等々、確かに「崇高な理念」が記されている。

ここで記されている「われら」とは誰か、「名誉ある地位を占めたい」とは誰が占めたいのか、「信ずる」とは誰が信じるのか。

当然、その主体は、憲法をつくった人々であり、その人々とは、この国の主権者である国民自身、あるいは、その代表者ということになっている。

この点については、上記の前文に以下のように記してあることからも明らかである。

「ここに主権が国民に存することを宣言し、この憲法を確定する」

「国政は、国民の厳粛な信託によるものであって、その権威は国民に由来し、その権力は国民の代表者がこれを行使し、その福利は国民がこれを享受する」

「これ(国民主権)は人類普遍の原理であり、この憲法は、かかる原理に基づくものである」

「われらは、これ(国民主権の原理)に反する一切の憲法、法令及び詔勅を排除する」


しかし、上記の前文の内容は、本当に、日本国民の総意であると言えるのか。実は、一度たりとも確かめられたことがないのである。

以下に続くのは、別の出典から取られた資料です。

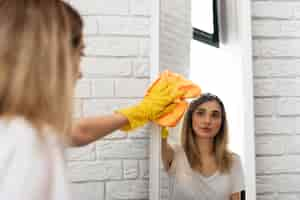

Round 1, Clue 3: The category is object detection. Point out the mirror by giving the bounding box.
[150,0,256,200]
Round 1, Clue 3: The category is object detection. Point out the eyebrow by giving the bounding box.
[195,108,221,113]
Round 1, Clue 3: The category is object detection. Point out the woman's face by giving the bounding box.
[192,100,222,139]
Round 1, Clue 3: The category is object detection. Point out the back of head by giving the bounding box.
[0,0,82,136]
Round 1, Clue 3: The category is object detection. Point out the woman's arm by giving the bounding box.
[70,113,129,146]
[161,138,174,171]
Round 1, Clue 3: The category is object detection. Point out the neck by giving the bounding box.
[197,138,214,158]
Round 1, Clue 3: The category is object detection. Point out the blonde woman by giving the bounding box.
[0,0,177,200]
[162,93,245,200]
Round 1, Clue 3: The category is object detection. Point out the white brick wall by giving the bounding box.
[66,0,151,200]
[252,0,300,200]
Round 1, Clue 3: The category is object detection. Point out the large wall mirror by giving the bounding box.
[149,0,256,200]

そう考えると、上記の前文は、壮大なフィクションであり、誤解を恐れずに言うならば、重大なごまかしの上に成り立つ砂上の楼閣である

特に問題をはらむのは、以下の部分である。

「日本国民は、恒久の平和を念願し、人間相互の関係を支配する崇高な理想を深く自覚するのであって、平和を愛する諸国民の公正と信義に信頼して、われらの安全と生存を保持しようと決意した」

理念は素晴らしい。

『あらゆる国家、あらゆる民族が平和を愛しており、それらの国々の公正と信義は信頼に足る』

『だから、この国に攻めてくる脅威は存在しないと信頼し、われらは武装せずとも安全であり、われらの生存は恒久的に保持できるという考えに基づいて国家を形成・運営しようと決意した』

こうした前文の精神に基づいて、「戦力を持たない」「交戦権を保持しない」という、前代未聞・空前絶後の憲法9条が生まれた。

クェーカーやアーミッシュなどといった信仰共同体であれば、そのような宗教的決意もあり得るだろう。しかし、雑多な主義・信条・信仰を有する日本国民が、総意として本当に上記の崇高な理想を深く自覚したのか、そして、その理念に殉じると「決意した」のか。さらには、それを誰がどうやって確認したのか。実は誰も知らないのである。

そこに問題がある。


一番重要な問題は『信頼には常にリスクが伴う』という事実である。

はたして、われわれは、今日、真実、「平和を愛する諸国民の公正と信義に信頼」できるのか。

日本の周辺国であるロシア、中国、北朝鮮、韓国、アメリカについて、われわれは本当に信頼できるだろうか。

この点に関して、個人の理念として「信頼できる」と「決意する」のは、信条として立派である。

しかし、国の最高法規として、根拠もなく「信頼できる」と「(日本国民は)決意する」と記したのは、いささか軽率ではなかっただろうか。

その「信頼」が破られた時のリスクを負うのは国民である。であるなら、この前文の内容は、真に国民自身が「信頼できる」と決意したものでなければならない。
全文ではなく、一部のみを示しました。